Motorbike road racing is big where I come from. I've been over to the Isle of man for the TT races a good few times, you wouldn't believe how fast these guys are going in the flesh. 200mph+ on a bike plus you're hard pushed to hit something soft if you come off here.

Check out the below vid on full screen and enjoy. BTW both riders that you see involved in the 2 really big crashes both survived.

,


----------



## goldsteinat0r (Mar 4, 2013)

Even if you hit something soft you'd be royally fucked. 

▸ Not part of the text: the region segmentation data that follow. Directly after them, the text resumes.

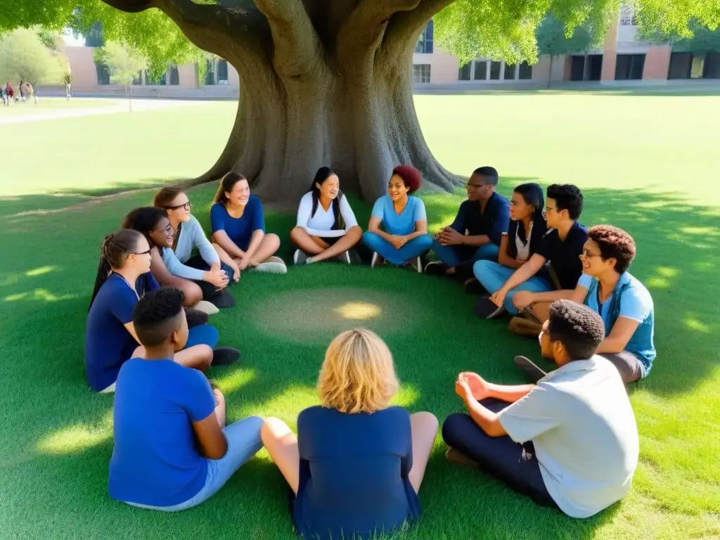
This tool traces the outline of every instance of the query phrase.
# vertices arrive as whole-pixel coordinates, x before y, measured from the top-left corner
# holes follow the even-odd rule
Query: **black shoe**
[[[425,265],[425,273],[428,276],[444,276],[447,269],[439,261],[431,261]]]
[[[210,315],[207,313],[193,307],[185,308],[185,317],[187,318],[188,329],[206,325],[210,319]]]
[[[232,347],[215,347],[212,349],[212,366],[229,366],[240,361],[240,351]]]
[[[465,294],[475,296],[490,296],[490,293],[482,287],[482,284],[474,279],[465,285]]]
[[[513,361],[531,382],[537,382],[547,374],[527,356],[516,356]]]
[[[505,312],[505,307],[496,306],[488,296],[481,296],[475,302],[475,315],[481,319],[494,319]]]

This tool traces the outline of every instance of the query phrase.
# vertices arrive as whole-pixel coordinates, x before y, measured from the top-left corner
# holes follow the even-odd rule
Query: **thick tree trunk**
[[[420,32],[452,0],[104,1],[160,8],[240,74],[225,150],[189,184],[235,171],[264,199],[294,202],[329,166],[343,190],[373,200],[400,164],[420,169],[426,186],[459,184],[428,148],[411,81]]]

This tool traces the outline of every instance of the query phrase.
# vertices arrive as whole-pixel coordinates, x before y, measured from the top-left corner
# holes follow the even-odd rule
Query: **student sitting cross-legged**
[[[182,188],[174,186],[162,188],[155,194],[153,206],[168,214],[174,233],[172,251],[178,261],[191,269],[204,271],[215,271],[220,268],[230,279],[231,283],[240,279],[237,263],[220,246],[210,243],[200,222],[190,213],[192,205]],[[194,250],[197,253],[193,255]],[[164,257],[163,261],[167,264]],[[218,294],[211,283],[197,279],[198,275],[194,274],[194,281],[202,289],[203,297],[219,307],[229,307],[235,304],[234,299],[227,293],[227,289],[222,289],[227,294]]]
[[[514,271],[486,261],[473,266],[475,277],[488,293],[477,300],[478,317],[493,318],[506,311],[517,315],[529,308],[531,316],[542,321],[547,318],[550,302],[570,297],[582,273],[578,256],[588,240],[588,230],[577,221],[582,212],[582,194],[576,186],[548,186],[544,214],[552,230],[528,261]]]
[[[135,208],[123,219],[122,228],[145,235],[153,255],[153,275],[163,287],[175,287],[181,290],[186,307],[212,315],[218,311],[215,302],[223,307],[235,305],[235,299],[224,290],[230,279],[220,266],[203,271],[178,260],[173,251],[175,232],[165,210],[151,206]],[[203,282],[207,282],[208,287],[201,286]],[[221,294],[226,297],[220,298]]]
[[[605,336],[587,306],[557,300],[540,335],[558,368],[537,384],[502,386],[461,373],[468,415],[443,424],[448,459],[480,467],[536,503],[588,518],[628,492],[639,454],[637,426]]]
[[[145,296],[132,323],[145,354],[117,376],[108,490],[143,508],[190,508],[260,450],[263,420],[251,416],[225,427],[222,393],[174,359],[188,338],[180,289]]]
[[[510,201],[510,224],[503,231],[498,253],[498,262],[483,261],[477,265],[478,273],[492,274],[503,281],[528,261],[547,232],[543,215],[542,188],[536,184],[521,184],[513,190]],[[487,279],[487,278],[486,278]],[[472,278],[465,284],[469,294],[489,296],[485,287]]]
[[[285,263],[275,253],[280,248],[276,234],[265,233],[265,215],[260,199],[250,194],[248,179],[228,173],[220,180],[215,204],[210,208],[212,240],[237,263],[258,271],[285,274]]]
[[[387,262],[423,271],[420,256],[430,249],[433,239],[428,235],[425,204],[412,195],[420,189],[422,181],[420,171],[414,167],[399,165],[393,169],[387,194],[375,202],[363,235],[365,245],[374,252],[373,268]]]
[[[508,199],[495,192],[498,179],[493,167],[473,171],[465,185],[467,200],[460,204],[455,220],[433,240],[433,251],[440,260],[428,263],[426,274],[459,272],[467,278],[475,261],[498,259],[501,235],[508,230],[510,219]]]
[[[150,256],[148,240],[132,229],[108,235],[102,243],[85,333],[88,384],[96,392],[114,392],[122,364],[143,354],[132,324],[132,310],[144,294],[160,288],[150,272]],[[175,361],[204,370],[213,360],[216,364],[229,363],[240,356],[235,349],[214,351],[217,343],[214,327],[195,326]]]
[[[647,377],[655,359],[652,297],[628,271],[635,258],[635,240],[629,234],[601,225],[591,227],[588,235],[580,255],[583,274],[572,300],[603,318],[606,336],[598,354],[618,369],[627,384]],[[546,374],[525,356],[516,356],[515,363],[532,380]]]
[[[290,240],[297,246],[295,264],[328,259],[350,264],[350,251],[361,239],[362,229],[340,191],[338,175],[330,167],[320,167],[300,199],[297,225],[290,231]]]
[[[297,436],[266,420],[263,444],[295,494],[292,519],[306,540],[374,538],[419,518],[438,420],[390,406],[397,387],[387,346],[367,330],[348,330],[328,348],[323,405],[300,413]]]

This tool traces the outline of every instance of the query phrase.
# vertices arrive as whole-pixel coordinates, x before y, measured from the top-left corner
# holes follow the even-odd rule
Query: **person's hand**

Remember Joey Dunlop? Won this race a bunch, never seriously crashed, then died racing on a way less intense street track. Oh the ironing.


----------



## IbanezDaemon (Mar 4, 2013)

goldsteinat0r said:


> Even if you hit something soft you'd be royally fucked.
> 
> Remember Joey Dunlop? Won this race a bunch, never seriously crashed, then died racing on a way less intense street track. Oh the ironing.


 
Yeah, that was in Estonia and on a small 125cc bike as well. Such a shame. Joey is the greatest road racer ever.


----------



## mr_rainmaker (Mar 7, 2013)

that race was on my bucket list,but I never got to do it before I quit racing,love those guys,mucho balls for running the timetrial.


----------



## goldsteinat0r (Mar 7, 2013)

IbanezDaemon said:


> Yeah, that was in Estonia and on a small 125cc bike as well. Such a shame. Joey is the greatest road racer ever.


 
Truth. Tragic indeed. I've always wanted to go to the TT. The Isle is gorgeous too from what I have heard.


----------



## Alicat (Mar 23, 2013)

Having grown up there means I have such a bizarre relationship with the TT. It's an injection of culture into somewhere which can be pretty parochial, but it also means I'm either trapped in or out of my house all day as I live on the course, which is a royal pain in the ass. Also whilst racers know the risks when they enter, there are deaths among the public (tourists/locals) as well as racers most years, so it can sometimes feel like the measure of success for a year is a low death count.


----------